Pressemitteilung – Bürgerinitiative: Deutliches „Nein!“ zum Hotelkoloss mit Monsterparkhaus auf dem ehemaligen Buga-Gelände

Die Bürgerinitiative Packhofgebiet, hunderte Bewohner der Innenstadt und hunderte Sympathisanten aus anderen Stadtteilen lehnen den gestern vorgestellten und von der Bewertungskommission favorisierten Entwurf der Hamburger premero Immobilien GmbH ab. Er sieht einen Hotelkoloss und ein Monsterparkhaus auf dem ehemaligen Buga-Gelände vor.

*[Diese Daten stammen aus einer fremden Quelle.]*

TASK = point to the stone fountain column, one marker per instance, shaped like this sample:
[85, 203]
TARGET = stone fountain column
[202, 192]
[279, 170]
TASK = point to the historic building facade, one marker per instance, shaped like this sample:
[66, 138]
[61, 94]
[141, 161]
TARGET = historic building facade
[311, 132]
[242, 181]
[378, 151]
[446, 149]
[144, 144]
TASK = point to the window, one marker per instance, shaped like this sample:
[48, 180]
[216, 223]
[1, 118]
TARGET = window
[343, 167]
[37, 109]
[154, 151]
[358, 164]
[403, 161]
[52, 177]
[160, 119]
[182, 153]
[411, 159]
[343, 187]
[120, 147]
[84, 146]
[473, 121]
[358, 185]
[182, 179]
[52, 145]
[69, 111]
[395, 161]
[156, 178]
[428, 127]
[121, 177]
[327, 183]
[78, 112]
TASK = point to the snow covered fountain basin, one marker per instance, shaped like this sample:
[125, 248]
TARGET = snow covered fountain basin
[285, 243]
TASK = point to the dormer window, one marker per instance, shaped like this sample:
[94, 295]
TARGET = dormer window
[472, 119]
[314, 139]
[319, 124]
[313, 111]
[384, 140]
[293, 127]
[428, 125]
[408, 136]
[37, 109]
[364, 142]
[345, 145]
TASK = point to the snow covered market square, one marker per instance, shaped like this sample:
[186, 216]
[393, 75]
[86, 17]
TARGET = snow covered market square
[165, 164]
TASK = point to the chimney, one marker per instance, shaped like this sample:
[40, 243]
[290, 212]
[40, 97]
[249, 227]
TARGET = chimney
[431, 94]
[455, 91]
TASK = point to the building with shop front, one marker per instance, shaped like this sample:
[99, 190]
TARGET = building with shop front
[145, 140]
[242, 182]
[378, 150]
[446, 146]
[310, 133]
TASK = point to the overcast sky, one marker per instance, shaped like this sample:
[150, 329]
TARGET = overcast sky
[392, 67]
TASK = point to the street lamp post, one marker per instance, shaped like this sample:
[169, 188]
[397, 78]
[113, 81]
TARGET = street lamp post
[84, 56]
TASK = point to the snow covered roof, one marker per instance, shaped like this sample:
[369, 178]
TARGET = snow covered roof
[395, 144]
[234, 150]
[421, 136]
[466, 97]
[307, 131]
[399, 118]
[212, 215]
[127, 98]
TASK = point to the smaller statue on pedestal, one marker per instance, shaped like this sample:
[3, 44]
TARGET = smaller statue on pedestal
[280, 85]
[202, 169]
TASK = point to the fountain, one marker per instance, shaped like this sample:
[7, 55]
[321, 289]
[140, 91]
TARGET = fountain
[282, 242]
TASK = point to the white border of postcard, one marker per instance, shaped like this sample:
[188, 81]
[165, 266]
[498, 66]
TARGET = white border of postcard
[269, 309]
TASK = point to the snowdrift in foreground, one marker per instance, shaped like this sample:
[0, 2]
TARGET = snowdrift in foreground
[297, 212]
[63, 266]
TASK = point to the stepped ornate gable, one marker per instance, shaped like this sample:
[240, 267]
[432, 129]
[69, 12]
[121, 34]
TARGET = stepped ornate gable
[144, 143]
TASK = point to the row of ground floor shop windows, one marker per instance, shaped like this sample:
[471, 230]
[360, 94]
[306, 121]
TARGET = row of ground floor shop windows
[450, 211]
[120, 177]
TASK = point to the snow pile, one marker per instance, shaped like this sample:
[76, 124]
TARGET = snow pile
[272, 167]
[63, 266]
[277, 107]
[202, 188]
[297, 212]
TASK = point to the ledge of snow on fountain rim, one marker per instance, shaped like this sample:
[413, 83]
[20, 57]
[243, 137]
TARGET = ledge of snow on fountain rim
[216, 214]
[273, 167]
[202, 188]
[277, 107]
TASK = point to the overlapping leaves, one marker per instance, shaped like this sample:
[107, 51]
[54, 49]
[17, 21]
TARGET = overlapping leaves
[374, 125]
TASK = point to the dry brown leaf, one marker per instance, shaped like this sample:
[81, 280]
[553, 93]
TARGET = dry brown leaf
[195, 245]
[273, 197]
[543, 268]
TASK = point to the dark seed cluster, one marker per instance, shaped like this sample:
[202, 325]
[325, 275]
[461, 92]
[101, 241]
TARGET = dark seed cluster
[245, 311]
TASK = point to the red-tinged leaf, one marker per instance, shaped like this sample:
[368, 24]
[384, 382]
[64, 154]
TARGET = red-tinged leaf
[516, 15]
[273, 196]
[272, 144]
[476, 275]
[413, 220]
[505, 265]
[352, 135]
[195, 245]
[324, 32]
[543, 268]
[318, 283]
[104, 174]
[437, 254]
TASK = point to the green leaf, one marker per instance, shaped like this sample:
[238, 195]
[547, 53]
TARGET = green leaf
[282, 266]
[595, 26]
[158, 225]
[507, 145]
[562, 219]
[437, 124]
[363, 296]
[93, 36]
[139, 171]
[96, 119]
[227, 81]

Allein das Hotel wäre mit 122 Zimmern größer als das Axxon Hotel – das 119 Zimmer auf neun Etagen anbietet. Das geplante Parkhaus wäre mit insgesamt 503 Stellplätzen deutlich größer als das Parkhaus der „Sankt Annen Galerie“ mit 375 Stellplätzen!

In seiner Dimension und Dichte ist der Entwurf unproportional zur Größe des Areals. Es handelt sich um riesige Gebäude mit dominierender Architektur, die nicht nur in einem krassen Widerspruch zu unserem historischen Stadtkern stehen, sondern auch den durch die Stadtspitze definierten Stadtentwicklungsplänen zuwiderlaufen.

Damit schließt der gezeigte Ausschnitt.